The Vols could have easily just rolled over and gotten destroyed but that did not occur. They battled hard and hung in there.
Now the looming question is this: What can Tennessee accomplish during the remainder of this season? Next up after the merciful bye week, the Vols travel to the Plains to take on Auburn. The Tigers have flashed moments of greatness but have also displayed some major vulnerabilities. They defeated a stingy, talented Washington team in their season opener. They then proceeded to lose a last second heartbreaker against LSU and sleepwalk through the Southern Miss game.
The contest will be a noon eastern time kickoff and that factor mixed with a few others could really set up well for Tennessee. For the Vols to get the W they will need to put forth the effort they had versus Georgia and more. On top of that, they will need for Auburn to sleepwalk and play down to the level of their competition. Auburn is an enigma in that they could come out roaring like the ’85 Bears or they could play some very sloppy ball. Luckily for UT, they’ve looked sloppy more often than they’ve looked sharp so far this year.
And following the road trip to Auburn, it’s time for the all-powerful Crimson Tide. This one could get ugly, quick. Like, really quick. Alabama should be able to name their score and put the reserves in down the stretch.
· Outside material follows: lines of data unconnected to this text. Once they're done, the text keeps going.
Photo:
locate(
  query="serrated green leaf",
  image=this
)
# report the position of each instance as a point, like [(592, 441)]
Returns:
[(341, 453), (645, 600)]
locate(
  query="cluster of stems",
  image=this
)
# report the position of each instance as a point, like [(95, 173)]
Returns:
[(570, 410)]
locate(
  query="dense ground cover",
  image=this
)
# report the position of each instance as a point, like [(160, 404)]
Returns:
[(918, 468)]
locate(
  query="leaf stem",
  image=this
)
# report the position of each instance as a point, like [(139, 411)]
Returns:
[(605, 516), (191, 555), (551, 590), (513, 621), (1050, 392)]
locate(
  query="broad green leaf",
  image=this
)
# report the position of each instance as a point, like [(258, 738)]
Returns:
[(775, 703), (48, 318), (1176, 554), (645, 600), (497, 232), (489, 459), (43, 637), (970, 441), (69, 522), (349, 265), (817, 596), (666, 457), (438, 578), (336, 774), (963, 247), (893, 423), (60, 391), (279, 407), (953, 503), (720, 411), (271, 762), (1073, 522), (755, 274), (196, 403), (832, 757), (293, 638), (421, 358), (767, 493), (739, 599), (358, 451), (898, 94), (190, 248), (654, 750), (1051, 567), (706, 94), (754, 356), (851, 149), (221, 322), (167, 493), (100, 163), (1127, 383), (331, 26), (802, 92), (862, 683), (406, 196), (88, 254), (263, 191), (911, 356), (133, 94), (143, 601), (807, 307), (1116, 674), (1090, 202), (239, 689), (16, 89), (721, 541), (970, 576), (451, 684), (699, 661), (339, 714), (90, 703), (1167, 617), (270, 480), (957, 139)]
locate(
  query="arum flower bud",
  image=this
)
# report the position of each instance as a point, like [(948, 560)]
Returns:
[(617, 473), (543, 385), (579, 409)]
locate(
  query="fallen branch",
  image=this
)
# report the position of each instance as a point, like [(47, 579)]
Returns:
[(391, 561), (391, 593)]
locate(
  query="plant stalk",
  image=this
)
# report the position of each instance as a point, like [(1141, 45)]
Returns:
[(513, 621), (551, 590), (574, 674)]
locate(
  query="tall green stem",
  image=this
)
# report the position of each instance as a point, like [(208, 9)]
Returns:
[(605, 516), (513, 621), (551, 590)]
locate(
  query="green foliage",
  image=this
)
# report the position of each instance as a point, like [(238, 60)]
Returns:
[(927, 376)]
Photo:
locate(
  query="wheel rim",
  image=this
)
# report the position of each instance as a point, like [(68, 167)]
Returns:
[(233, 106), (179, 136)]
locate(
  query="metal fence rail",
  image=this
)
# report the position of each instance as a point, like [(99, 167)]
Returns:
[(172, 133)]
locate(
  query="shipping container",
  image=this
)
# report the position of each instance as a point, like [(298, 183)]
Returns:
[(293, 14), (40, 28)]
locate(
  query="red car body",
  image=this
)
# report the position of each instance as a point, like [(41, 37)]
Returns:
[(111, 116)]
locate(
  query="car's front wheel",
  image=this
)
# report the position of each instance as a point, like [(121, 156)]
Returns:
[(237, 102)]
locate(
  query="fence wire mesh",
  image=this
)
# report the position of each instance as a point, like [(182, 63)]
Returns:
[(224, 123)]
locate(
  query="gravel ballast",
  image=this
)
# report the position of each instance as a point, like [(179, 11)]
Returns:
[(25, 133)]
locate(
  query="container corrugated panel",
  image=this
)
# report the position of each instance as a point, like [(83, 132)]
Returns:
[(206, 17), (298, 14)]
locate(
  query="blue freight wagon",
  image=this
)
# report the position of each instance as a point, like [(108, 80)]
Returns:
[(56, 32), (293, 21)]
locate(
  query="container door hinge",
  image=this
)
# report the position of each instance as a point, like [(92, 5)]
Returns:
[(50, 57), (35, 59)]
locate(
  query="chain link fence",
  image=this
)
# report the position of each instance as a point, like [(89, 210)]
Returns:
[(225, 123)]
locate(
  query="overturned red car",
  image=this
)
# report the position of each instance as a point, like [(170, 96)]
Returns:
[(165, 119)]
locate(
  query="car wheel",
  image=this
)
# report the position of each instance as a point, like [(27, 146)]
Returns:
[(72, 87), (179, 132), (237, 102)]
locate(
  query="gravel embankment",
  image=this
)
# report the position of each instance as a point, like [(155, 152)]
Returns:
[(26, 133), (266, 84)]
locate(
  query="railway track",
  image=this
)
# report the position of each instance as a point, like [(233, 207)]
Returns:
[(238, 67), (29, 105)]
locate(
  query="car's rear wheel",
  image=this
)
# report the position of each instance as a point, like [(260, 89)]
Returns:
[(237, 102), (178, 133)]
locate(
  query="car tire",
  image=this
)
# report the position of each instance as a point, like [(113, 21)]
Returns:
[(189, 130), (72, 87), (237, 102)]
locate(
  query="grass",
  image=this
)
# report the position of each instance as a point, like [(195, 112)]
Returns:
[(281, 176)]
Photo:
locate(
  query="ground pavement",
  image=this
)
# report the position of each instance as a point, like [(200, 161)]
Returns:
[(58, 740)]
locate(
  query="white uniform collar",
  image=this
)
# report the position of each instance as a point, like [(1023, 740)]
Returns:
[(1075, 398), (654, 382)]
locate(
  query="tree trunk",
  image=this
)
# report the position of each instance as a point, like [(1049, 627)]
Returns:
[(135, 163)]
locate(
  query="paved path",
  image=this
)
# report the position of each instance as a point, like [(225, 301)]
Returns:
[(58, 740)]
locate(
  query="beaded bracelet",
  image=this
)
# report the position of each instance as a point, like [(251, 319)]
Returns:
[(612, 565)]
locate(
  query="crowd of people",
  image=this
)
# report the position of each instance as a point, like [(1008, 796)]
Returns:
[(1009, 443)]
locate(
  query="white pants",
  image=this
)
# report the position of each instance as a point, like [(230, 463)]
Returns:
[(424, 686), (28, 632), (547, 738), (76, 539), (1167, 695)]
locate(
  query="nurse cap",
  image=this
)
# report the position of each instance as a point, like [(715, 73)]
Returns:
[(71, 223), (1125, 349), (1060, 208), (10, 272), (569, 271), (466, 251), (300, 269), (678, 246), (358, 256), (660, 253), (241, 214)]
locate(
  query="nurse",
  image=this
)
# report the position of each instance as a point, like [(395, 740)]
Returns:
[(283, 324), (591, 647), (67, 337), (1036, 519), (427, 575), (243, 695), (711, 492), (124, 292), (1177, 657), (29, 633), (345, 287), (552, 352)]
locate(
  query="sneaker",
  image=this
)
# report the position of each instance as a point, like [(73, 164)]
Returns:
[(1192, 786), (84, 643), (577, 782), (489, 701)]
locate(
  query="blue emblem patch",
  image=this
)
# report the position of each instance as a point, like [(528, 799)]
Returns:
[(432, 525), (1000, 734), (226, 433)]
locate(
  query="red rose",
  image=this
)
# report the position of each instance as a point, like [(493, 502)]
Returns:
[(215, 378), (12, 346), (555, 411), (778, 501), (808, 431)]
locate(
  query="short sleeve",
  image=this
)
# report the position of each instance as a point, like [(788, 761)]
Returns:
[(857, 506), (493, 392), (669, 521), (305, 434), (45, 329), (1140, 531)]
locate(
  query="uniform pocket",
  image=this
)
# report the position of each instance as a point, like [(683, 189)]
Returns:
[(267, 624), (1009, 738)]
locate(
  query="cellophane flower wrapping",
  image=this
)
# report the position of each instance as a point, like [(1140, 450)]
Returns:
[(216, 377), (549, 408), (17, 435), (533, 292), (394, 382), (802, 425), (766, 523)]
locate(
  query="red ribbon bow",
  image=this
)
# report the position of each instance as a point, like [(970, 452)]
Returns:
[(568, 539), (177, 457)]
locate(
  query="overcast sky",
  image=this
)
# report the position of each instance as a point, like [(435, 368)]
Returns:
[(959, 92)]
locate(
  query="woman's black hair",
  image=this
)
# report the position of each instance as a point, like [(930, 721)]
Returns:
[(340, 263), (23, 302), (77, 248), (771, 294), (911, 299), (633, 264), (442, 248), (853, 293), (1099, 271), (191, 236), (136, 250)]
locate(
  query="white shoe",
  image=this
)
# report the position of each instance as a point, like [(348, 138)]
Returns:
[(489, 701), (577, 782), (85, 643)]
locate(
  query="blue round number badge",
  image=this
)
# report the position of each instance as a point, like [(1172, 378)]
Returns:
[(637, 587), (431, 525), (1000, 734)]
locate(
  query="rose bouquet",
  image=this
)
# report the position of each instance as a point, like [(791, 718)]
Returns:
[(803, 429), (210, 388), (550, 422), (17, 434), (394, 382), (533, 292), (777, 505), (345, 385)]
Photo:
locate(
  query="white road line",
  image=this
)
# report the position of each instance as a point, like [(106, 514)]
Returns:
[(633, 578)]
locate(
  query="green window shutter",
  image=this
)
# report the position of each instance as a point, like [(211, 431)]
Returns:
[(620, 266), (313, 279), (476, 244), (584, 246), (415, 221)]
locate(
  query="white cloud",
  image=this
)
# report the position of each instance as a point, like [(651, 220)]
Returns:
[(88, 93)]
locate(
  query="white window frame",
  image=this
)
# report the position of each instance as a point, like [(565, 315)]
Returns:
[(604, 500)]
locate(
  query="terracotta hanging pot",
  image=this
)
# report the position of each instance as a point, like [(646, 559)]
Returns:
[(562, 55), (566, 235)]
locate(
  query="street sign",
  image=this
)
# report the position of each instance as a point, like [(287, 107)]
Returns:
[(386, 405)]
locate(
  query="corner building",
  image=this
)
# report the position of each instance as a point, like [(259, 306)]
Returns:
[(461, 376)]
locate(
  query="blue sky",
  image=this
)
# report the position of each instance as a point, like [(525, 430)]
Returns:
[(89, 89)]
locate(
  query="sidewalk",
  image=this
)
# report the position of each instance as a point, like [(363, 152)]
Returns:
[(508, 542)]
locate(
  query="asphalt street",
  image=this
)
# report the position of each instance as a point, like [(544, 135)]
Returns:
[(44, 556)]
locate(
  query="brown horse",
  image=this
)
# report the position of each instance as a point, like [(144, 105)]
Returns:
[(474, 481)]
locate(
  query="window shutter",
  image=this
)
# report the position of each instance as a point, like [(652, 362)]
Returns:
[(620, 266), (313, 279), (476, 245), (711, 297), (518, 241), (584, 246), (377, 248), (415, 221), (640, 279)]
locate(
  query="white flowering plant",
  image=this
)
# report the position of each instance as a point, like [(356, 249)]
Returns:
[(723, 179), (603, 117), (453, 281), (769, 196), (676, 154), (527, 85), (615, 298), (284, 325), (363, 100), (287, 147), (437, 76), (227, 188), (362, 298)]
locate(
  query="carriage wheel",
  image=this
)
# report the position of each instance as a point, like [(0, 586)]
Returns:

Believe it or not, it looks like the South Carolina game in Columbia is somewhat winnable. Sure, they possess some talent but SC has not been particularly impressive and this is a game where I would not be surprised if UT walks away with a narrow victory.
Then comes Charlotte at home. This is the one remaining game you should be able to chalk up as a victory. Turn the page, next chapter.
The Kentucky Wildcats follow and, as crazy as it might sound, I think the Cats are for real and that the Vols could run into a buzzsaw here. Quarterback Terry Wilson can shred you with his arm and his legs, Benny Snell Jr. is a stud at the halfback spot, and their defense is stout. UK is currently 5-0 overall and 3-0 in conference play and they’ve won every game on their schedule by double-digits, including a 21-point smackdown of a ranked Mississippi State team. If the Vols aren’t prepared for the Cats, things could quickly go awry.
The Mizzou game could also be a long one for Tennessee if the Vols don’t bring their A game. The Tigers boast an elite passing attack with Drew Lock having real NFL potential at quarterback. Tennessee should be able to move the ball and score on the Tigers, but can they keep up with the potent Mizzou offense? I’m not so sure.
Outside of Charlotte, the most winnable remaining game on the schedule is the Vanderbilt contest. The game will be at West End inside Vanderbilt Stadium. I expect more orange in the house than black and gold and Tennessee might actually be the superior team. Vanderbilt is certainly not a world beater as they showed in their embarrassingly close fight with Tennessee State this past weekend.
More than anything, I am looking for progress and strides to be made by Jeremy Pruitt’s team over the course of the remainder of the season. I want to see sustained maximum effort and more scratching and clawing like we witnessed against UGA. Sure, the Vols are likely to lose to the likes of Alabama and Auburn, but as long as we don’t see the white flag raised at any point, I think it’s safe to assume things are moving in the right direction for the Big Orange.